Alla buvette di Montecitorio il ministro della Giustizia Carlo Nordio, che non è certo a digiuno di letture, si affida a Winston Churchill per spiegare il complicato rapporto tra le due sponde dell'Atlantico e quell'accordo sui dazi, tutt'altro che brillante per gli europei, accettato da Ursula Von der Leyn con un'espressione con cui si può motivare tutto: "poteva andare peggio". "Churchill - cita il dotto Nordio - che era mezzo americano per via di madre, diceva dei suoi mezzi connazionali: Gli americani hanno il vizio di fare il bidet in pubblico e di far bere l'acqua agli alleati". Un giudizio che il guardasigilli coniuga con un'altra perla dello statista inglese: "Diceva Winston: gli americani sono quelli che sono, ma sono gli unici che abbiamo".
Nelle parole di Churchill ci sono le ragioni, l'iniquità e la debolezza che hanno fatto da cornice all'accordo siglato nel campo da golf di Turnberry in Scozia di proprietà di Donald Trump. Nel day after anche i più convinti sostenitori non parlano di un successo, ma di un epilogo obbligato per evitare guai. Un'intesa ancora dai contorni fumosi visto che i due comunicati, quello della Casa Bianca e di Bruxelles, su molti punti offrono versioni diverse. Un accordo, quindi, foriero di insidie e di probabili incomprensioni future. E poi è ancora aperta la partita che riguarda gli accordi settoriali, i farmaci, il vino, l'agroalimentare, etc : ogni paese, manco a dirlo, spera di spuntare qualche percentuale in meno nei dazi sui propri prodotti strategici, un'ambizione che offre la possibilità al Tycoon di dividere gli europei. Per non parlare dei corollari all'intesa: i 750 miliardi per acquistare a caro prezzo l'energia americana, oppure i 600 miliardi di investimenti europei negli States.
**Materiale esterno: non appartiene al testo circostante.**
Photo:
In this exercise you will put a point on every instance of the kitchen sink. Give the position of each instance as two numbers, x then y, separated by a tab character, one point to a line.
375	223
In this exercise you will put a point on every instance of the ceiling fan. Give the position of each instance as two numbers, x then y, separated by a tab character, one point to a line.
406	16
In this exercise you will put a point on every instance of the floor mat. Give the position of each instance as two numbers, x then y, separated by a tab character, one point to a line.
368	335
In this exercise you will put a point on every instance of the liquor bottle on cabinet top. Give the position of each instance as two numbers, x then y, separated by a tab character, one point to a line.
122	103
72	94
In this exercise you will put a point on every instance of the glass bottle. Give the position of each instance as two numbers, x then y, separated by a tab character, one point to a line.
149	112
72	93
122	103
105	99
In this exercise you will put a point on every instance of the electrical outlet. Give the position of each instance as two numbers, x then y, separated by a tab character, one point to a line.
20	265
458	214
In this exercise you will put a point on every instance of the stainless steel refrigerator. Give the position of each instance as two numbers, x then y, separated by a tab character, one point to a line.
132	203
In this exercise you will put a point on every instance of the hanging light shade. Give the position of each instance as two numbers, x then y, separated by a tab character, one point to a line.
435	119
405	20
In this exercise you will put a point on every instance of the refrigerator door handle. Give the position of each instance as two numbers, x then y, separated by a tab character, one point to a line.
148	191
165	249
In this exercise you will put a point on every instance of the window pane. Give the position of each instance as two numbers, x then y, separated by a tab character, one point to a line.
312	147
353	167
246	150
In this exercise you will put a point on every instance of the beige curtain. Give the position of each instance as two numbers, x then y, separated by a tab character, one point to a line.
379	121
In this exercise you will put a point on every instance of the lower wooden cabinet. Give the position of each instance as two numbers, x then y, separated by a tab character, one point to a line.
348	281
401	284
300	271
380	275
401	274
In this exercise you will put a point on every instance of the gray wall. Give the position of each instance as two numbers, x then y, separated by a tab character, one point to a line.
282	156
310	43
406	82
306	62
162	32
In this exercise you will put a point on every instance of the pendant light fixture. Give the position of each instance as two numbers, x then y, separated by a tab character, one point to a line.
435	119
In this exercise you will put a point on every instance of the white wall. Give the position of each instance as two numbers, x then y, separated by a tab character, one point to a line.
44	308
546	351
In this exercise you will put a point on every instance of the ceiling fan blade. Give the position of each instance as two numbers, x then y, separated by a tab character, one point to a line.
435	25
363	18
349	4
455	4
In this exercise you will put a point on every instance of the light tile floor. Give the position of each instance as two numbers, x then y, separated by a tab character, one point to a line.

Bruxelles si è precipitata a dire che l'accordo "non è giuridicamente vincolante". Bisogna vedere se Trump la pensa allo stesso modo.
Ecco perché per motivare l'accaduto in Parlamento qualcuno taglia la testa al toro partendo dall'assunto quasi dogmatico che a Trump non si poteva dire no. Era una proposta - sembra una citazione del Padrino - che non si poteva rifiutare. "Quello comanda - taglia corto Paolo Barelli, capogruppo dei forzisti - e ora che farà la Schlein la guerra a Trump?". "Non avevamo carte in mano - gli fa eco Lorenzo Cesa - è il costo dell'alleanza con gli Usa. Dobbiamo solo aspettare, nel giro di un anno e mezzo passerà la nottata: sono stato tra i repubblicani USA e ho sentito con le mie orecchie quello che pensano davvero di Trump".
C'è molto fatalismo in questi sfoghi. Lo stesso che ritrovi pure in qualche ministro. "Adesso il rischio - ammette il quello dei rapporti con il Parlamento, Luca Ciriani - è che Trump riesca a dividerci. Il momento è difficile. Ci vorrà del tempo prima che l'Europa diventi una superpotenza".
Insomma, nessuno ha ricette in tasca. L'accaduto in questa narrazione è frutto del destino cinico e baro. L'unica ribellione la ritrovi nel passato, dagli echi che in Parlamento giungono da casa Draghi: dicono che l'ex-premier rammenti ai suoi interlocutori di aver messo per tempo in guardia dalle conseguenze dei "dazi asimmetrici" con gli Usa, dal rischio di una sorta di "sudditanza". Dietro gli va un pezzo di sinistra, ma soprattutto gli abitanti del centro che guarda a sinistra. Matteo Renzi è scatenato perché lo avrebbe preferito alla vdL nel ruolo di mediatore con la Casa Bianca. "La Meloni - spiega Carlo Calenda - ha fatto una menata pazzesca a non tenersi lontana da un deal tutto in perdita determinato dalla von der Leyen, che ha interpretato il tradizionale atteggiamento tedesco non con lo spirito della Merkel, ma di una pippa". "In Scozia - rincara il riformista del Pd Vincenzo Amendola - Ursula ha fatto la caddy di Donald".
"Con Trump - osserva Claudio Lotito con la voce dell'esperienza - devi avere le palle Non è roba da
Ursula. Io lo conosco indirettamente, è un bambinone. Devi osare: quando abbaia devi abbaiare. Come fa la moglie che da quanto mi dicono lo vuole lasciare. Poi c'è il custode che la convince dicendogli ma chi te lo fa fare?".